The complaint alleges the following facts which, for the purpose of ruling on defendants’ motion to dismiss, are taken as true. Hishon v. King & Spalding, 467 U.S. 69, 73, 104 S.Ct. 2229, 81 L.Ed.2d 59 (1984). Defendants Laidlaw, Inc. and American Medical Response, Inc. are related corporations. Before December 1, 1996, defendants established a Group Health Care Coverage Plan (“the Plan”) for their employees. Defendants were the administrators of the Plan. Defendants contracted with Aetna Life Insurance Co. (“Aetna”) to be an agent for defendants as the Plan’s administrators.

Before December 14, 1996, plaintiff Jim Leo (“Leo”) was an employee of defendant and was entitled to coverage under the Plan. On December 14, 1996, Leo resigned as an employee. After he resigned, Leo was entitled to continued coverage under the Plan pursuant to the Consolidated Omnibus Budget Reconciliation Act (“COBRA”), which is a part of the Employee Retirement Income Security Act of 1974 (“ERISA”), 29 JJ.S.C. § 1001 et seq.

On or before December 31, 1996, defendants delivered Leo a written notice (“the notice”) that incorrectly informed him that by complying with the applicant requirements set forth in the notice, Leo’s rights to healthcare benefits under the Plan would continue with Chicago HMO. Defendants enclosed a form with the notice that Leo was to fill out and mail back if he elected to continue coverage. On December 31, 1996, Leo filled out the applicant section of the form and signed it. Shortly after doing so, he mailed the form and the fee for the initial monthly premium to Aetna as he was directed to do by defendants. Aetna received the form before the due date. Since the time that he had elected to continue coverage, Leo made timely payments of his required premium payment to Aetna.

Approximately mid-February of 1997, Aetna sent Leo an identification card for his elected dental coverage but not an identification card for his elected medical coverage. This made Leo suspect that the notice that defendants had sent him was inaccurate. Approximately mid-March of 1997 and many times thereafter, Leo made written and oral requests that Aetna pro *677 vide accurate notice of his COBRA rights to medical coverage. Aetna repeatedly notified Leo that he did not have any COBRA rights to medical coverage. Beginning in June of 1997, Leo also made many written and oral requests that defendants provide him accurate notice of his COBRA rights to medial coverage. Defendants told Leo that they did not know what his rights to medical coverage were.
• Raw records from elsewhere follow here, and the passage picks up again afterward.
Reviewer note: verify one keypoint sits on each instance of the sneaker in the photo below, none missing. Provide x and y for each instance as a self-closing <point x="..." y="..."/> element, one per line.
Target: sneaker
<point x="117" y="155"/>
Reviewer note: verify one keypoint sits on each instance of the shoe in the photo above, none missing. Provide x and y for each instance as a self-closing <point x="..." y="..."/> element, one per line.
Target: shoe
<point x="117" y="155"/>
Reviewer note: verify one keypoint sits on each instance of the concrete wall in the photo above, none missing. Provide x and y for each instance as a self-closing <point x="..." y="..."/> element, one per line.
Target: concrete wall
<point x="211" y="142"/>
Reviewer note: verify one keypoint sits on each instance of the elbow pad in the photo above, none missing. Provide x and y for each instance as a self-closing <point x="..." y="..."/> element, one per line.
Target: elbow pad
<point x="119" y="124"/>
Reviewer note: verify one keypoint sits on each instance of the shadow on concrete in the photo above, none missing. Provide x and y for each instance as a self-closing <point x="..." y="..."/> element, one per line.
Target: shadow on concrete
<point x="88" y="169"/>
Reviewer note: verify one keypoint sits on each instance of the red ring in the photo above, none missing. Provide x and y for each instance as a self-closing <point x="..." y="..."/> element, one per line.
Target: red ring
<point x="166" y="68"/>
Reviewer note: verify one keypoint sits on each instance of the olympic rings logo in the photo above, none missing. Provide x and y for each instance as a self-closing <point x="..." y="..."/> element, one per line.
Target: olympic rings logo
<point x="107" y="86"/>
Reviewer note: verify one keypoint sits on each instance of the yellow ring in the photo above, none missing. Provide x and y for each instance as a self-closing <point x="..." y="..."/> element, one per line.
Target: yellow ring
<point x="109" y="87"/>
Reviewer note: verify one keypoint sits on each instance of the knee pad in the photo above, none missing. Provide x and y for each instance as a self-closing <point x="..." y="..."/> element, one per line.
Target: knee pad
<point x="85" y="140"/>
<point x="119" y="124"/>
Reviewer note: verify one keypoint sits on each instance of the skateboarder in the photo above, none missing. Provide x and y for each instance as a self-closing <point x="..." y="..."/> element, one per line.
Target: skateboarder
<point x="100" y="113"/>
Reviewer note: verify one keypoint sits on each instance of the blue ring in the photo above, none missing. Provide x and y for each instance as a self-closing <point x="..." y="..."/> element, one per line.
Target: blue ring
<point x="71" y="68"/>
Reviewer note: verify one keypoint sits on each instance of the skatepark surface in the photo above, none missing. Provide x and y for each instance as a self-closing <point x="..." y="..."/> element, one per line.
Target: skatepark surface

On February 12, 1998, Aetna sent Leo a COBRA notice which incorrectly notified him that he had medical coverage with Chicago HMO. On March 12, 1998, Aetna notified Leo that he had no medical coverage. On June 25,1998, Aetna notified Leo that he did have medical coverage with Aetna U.S. Healthcare and not his elected Chicago HMO.

As a result of the above, Leo was deprived of knowledge of his medical insurance rights for the full term of its existence. In addition, Leo had to hire an attorney to investigate and advise him of his rights to represent him in pursuit of his rights.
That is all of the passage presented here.